We usually recommend for the clinician with a negative scan is to repeat within three to four months. And most of the time, if you wait a little bit and repeat the scan, you will find the source of the rising PSA. So this patient, they just waited too long, but the repeat scan showed recurrence in right pelvic lymph nodes, which were actually very small lymph nodes. They were sub centimeter lymph node, and could not be detected by conventional imaging, MRI, or CT scan. So, only the Axumin was able to find the new metastasis in the lymph node. So negative scan initially probably going to turn into positive if you wait few months and repeat the scan.

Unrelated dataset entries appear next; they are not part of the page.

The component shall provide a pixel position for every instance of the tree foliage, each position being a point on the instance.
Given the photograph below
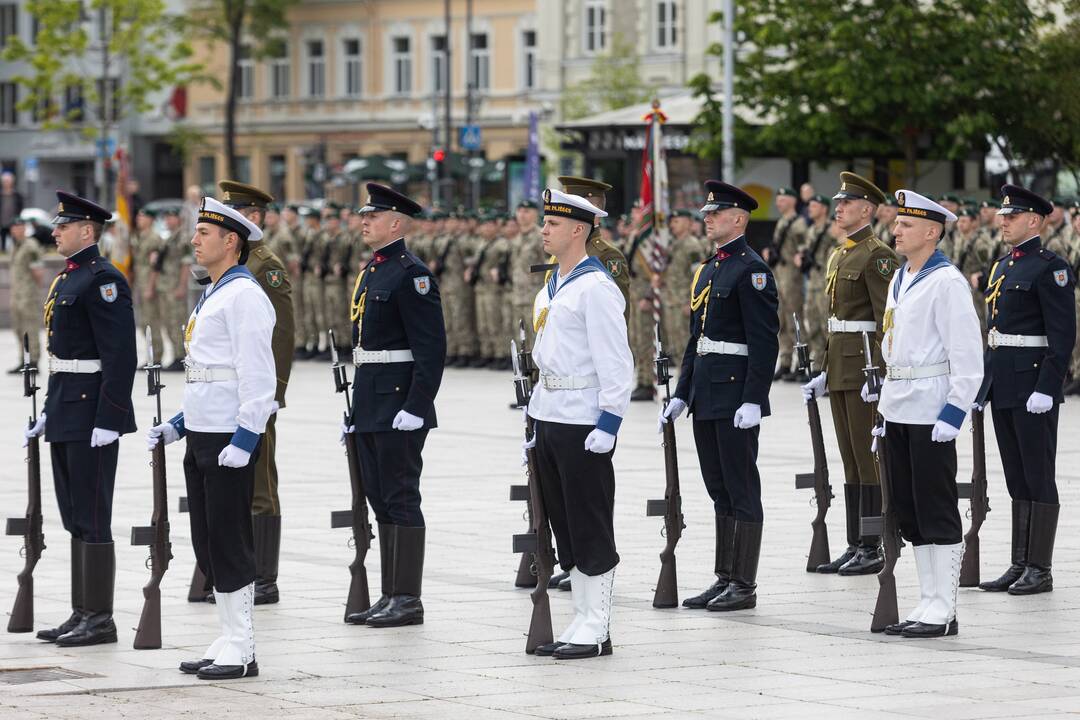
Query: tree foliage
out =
(876, 78)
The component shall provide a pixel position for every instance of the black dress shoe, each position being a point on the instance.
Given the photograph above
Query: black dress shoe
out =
(868, 560)
(571, 651)
(699, 601)
(1004, 582)
(1033, 582)
(361, 617)
(192, 666)
(898, 628)
(930, 630)
(834, 567)
(229, 671)
(548, 649)
(96, 628)
(65, 627)
(401, 610)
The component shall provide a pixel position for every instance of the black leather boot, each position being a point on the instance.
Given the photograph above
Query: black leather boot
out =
(404, 607)
(77, 610)
(851, 517)
(1040, 552)
(724, 558)
(741, 593)
(1022, 525)
(267, 531)
(868, 558)
(386, 576)
(98, 571)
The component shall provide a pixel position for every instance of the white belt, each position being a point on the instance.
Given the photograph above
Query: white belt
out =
(569, 382)
(79, 366)
(210, 374)
(851, 325)
(893, 372)
(361, 356)
(706, 347)
(995, 339)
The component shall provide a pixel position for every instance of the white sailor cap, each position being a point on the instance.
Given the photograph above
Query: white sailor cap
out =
(563, 204)
(221, 215)
(913, 204)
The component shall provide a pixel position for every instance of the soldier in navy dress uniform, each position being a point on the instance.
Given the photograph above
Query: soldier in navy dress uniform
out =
(727, 372)
(399, 351)
(92, 358)
(1031, 328)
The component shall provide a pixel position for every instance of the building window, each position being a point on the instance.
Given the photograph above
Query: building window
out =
(666, 24)
(316, 68)
(9, 96)
(279, 168)
(280, 71)
(480, 62)
(9, 23)
(529, 59)
(353, 67)
(245, 78)
(595, 26)
(402, 64)
(439, 64)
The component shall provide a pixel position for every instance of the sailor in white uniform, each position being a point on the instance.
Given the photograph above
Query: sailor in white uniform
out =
(586, 375)
(933, 351)
(227, 402)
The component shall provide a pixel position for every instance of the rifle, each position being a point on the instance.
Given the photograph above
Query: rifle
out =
(521, 492)
(671, 506)
(28, 526)
(356, 518)
(537, 540)
(819, 478)
(148, 635)
(886, 611)
(980, 501)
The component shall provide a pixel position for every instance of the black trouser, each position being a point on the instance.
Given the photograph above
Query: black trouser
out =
(390, 463)
(219, 505)
(578, 489)
(1028, 446)
(922, 478)
(728, 459)
(84, 478)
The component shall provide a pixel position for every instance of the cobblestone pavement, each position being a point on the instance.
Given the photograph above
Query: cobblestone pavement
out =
(806, 651)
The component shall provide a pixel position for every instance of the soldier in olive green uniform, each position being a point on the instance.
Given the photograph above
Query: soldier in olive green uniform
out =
(27, 275)
(169, 283)
(812, 261)
(787, 238)
(272, 276)
(856, 285)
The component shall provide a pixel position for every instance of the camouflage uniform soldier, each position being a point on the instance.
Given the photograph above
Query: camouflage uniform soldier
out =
(27, 275)
(787, 238)
(856, 285)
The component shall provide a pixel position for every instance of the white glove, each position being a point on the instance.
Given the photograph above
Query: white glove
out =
(1039, 403)
(814, 389)
(99, 437)
(672, 411)
(164, 431)
(407, 421)
(233, 457)
(747, 416)
(39, 426)
(346, 430)
(599, 442)
(943, 432)
(866, 394)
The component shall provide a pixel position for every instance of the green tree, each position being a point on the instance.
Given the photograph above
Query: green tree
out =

And with this, I would like to conclude that F-18 Axumin PET has significantly improved prostate cancer patient management through early detection and localization of site of active lesions. And I do believe that F-18 Axumin PET has a big role and helps in the follow up of response to therapy in many prostate cancer patient. Although there is no big study to support this conclusion. However, we do see it on a day to day basis in our clinical practice. And I do thank you very much for your attention, and I hope this presentation was informative to you. I also would like to thank the SNMMI Prostate Cancer Outreach Working Group for stimulating this presentation, supporting us and helping us through the preparation of this presentation. Thank you very much.